Zur diesjährigen Jahreshauptversammlung der Forstbetriebsgemeinschaft (FBG) Kemnath am 14. April konnte 1.Vorsitzender Oskar Kastner im Bürgerhaus in Kulmain rund 90 Mitglieder und zahlreiche Ehrengäste begrüßen, darunter den Ehrenvorsitzenden Josef Hösl. In seinem Vereinsbericht für das abgelaufene Jahr verwies Oskar Kastner auf die Vorstandssitzungen, die Treffen mit dem AELF im Rahmen der bestehenden Kooperationsvereinbarung, seine Teilnahme am jährlichen Treffen der forstwirtschaftlichen Zusammenschlüsse sowie die fünf sehr gut besuchten Gebietsversammlungen. Forstpolitisch im Fokus stehen aktuell aus EU-Sicht die Lieferkettenverordnung und die Wiederherstellungsverordnung, landespolitisch die Novellierung des Bayr. Jagdgesetzes. Geschäftsführer Walter Ehlich beleuchtete in seinem ausführlichen Tätigkeitsbericht das Wirtschaftsjahr 2025. Die größte Herausforderung für die Waldbesitzer stelle weiterhin der massiv fortschreitende Klimawandel dar. 2025 sei klimatechnisch als ein Trockenjahr einzustufen.
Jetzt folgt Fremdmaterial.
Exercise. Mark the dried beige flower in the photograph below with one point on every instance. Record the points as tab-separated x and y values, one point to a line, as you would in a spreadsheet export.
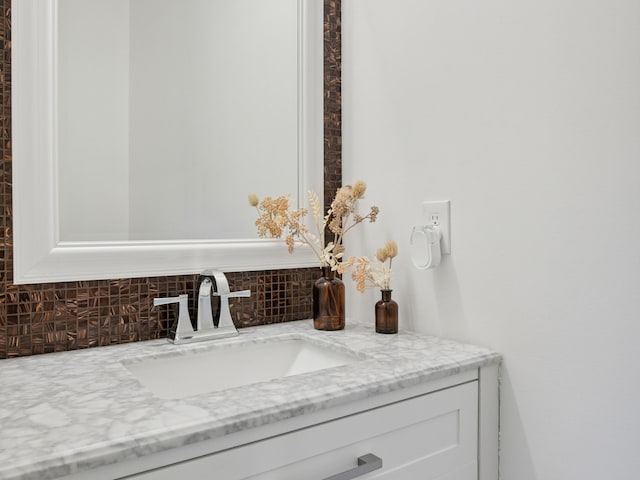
358	190
368	274
276	219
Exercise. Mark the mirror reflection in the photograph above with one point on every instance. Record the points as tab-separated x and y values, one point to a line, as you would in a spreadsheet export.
169	113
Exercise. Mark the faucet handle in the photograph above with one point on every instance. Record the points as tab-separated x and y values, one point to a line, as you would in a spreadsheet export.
183	326
239	293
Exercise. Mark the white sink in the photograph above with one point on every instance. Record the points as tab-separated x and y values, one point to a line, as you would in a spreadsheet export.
187	373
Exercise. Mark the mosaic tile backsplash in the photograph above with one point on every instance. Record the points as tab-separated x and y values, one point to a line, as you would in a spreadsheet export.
43	318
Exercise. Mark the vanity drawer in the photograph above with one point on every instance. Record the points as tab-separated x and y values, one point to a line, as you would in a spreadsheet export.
429	437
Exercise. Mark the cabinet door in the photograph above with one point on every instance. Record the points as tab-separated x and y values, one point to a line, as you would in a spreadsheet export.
431	437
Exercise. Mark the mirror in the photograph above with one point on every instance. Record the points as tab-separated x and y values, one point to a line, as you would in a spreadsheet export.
140	126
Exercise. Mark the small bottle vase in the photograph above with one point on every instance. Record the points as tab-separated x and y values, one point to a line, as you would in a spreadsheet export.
328	301
386	313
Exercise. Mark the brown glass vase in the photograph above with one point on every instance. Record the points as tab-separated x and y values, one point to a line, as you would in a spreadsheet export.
386	314
328	301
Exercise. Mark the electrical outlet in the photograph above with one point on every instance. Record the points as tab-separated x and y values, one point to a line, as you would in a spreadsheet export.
438	213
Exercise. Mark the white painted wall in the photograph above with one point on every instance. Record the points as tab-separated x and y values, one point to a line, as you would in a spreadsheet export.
526	115
93	104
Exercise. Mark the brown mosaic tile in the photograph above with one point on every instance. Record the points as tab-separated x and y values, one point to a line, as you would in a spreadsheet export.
44	318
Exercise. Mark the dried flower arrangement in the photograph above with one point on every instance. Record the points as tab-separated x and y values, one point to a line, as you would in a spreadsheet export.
276	218
368	274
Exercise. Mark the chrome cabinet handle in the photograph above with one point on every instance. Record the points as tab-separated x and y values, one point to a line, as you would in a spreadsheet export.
366	463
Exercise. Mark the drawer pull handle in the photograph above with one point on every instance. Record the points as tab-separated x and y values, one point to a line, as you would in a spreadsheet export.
366	463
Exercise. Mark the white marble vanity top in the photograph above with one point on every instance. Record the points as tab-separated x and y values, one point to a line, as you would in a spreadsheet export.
66	412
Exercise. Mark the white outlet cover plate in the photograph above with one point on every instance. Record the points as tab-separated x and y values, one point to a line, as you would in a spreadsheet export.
441	208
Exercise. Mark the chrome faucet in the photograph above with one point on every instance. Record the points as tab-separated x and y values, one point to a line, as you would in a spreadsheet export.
208	325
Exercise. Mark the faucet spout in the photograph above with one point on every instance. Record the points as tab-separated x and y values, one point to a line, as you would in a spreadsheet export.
205	312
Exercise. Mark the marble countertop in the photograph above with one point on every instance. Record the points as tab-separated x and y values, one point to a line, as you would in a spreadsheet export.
72	411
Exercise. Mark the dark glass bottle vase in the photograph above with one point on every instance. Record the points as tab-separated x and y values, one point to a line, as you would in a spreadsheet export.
328	301
386	314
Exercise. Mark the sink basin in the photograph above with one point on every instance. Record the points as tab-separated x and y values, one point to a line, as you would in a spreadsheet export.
192	372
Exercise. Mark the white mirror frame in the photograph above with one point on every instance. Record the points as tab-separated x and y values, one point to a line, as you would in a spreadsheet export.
40	256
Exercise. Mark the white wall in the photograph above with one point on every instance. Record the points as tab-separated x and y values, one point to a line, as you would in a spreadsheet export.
526	115
93	141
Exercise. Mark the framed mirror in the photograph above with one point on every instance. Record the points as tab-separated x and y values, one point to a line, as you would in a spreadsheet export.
140	126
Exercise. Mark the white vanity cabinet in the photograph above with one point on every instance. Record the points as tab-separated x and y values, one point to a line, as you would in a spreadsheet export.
431	436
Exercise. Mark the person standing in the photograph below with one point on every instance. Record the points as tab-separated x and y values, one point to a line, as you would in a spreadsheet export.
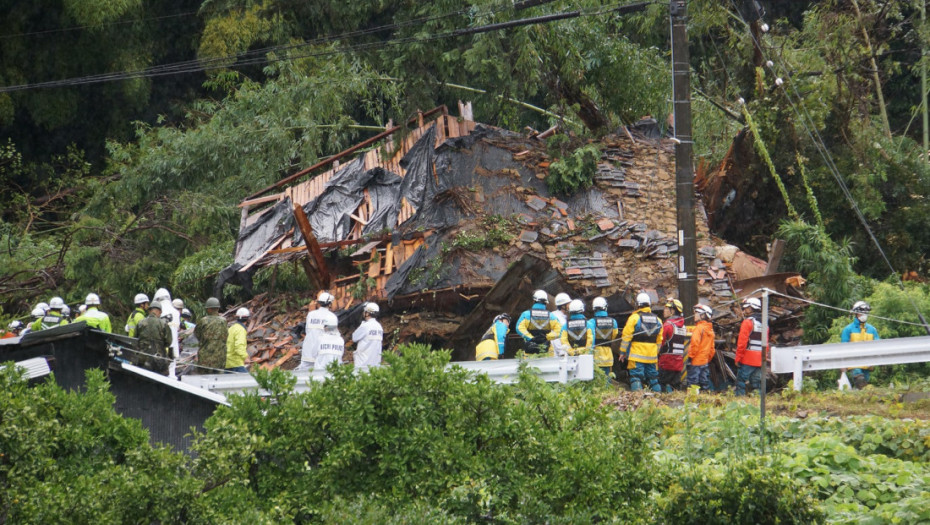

Die Kalamitätsschäden konnten infolge der zu Beginn des Jahres aufgearbeiteten Bestände in Zaum gehalten werden. In 2025 wurden 16.400 fm vermarktet, darin sind ( im positiven Sinne ) nur 16% Schadholz enthalten. Die aktuelle Nachfrage am Holzmarkt sei immer noch hoch und die Preise bewegen sich auf einem sehr positiven Niveau. Jedoch trüben die wirtschaftlichen Aussichten und die geopolitischen instabilen Verhältnisse das Marktumfeld ein, so dass eine seriöse Aussage der zukünftigen Entwicklung nicht möglich sei. Er appellierte an die Waldbesitzer in Anbetracht der derzeit noch günstigen Rahmenbedingungen überreife Altbestände zu ernten um damit auch einen weiteren notwendigen Schritt auf dem Weg zum Umbau der Bestände in einen klimatoleranten Mischwald zu gehen.
Christine Dötsch informierte die Mitglieder anschließend über das wirtschaftliche Ergebnis des abgelaufenen Jahres. Kassenprüfer Bernhard Schmid bescheinigte eine einwandfreie Kassenführung, die Vorstandschaft wurde einstimmig entlastet.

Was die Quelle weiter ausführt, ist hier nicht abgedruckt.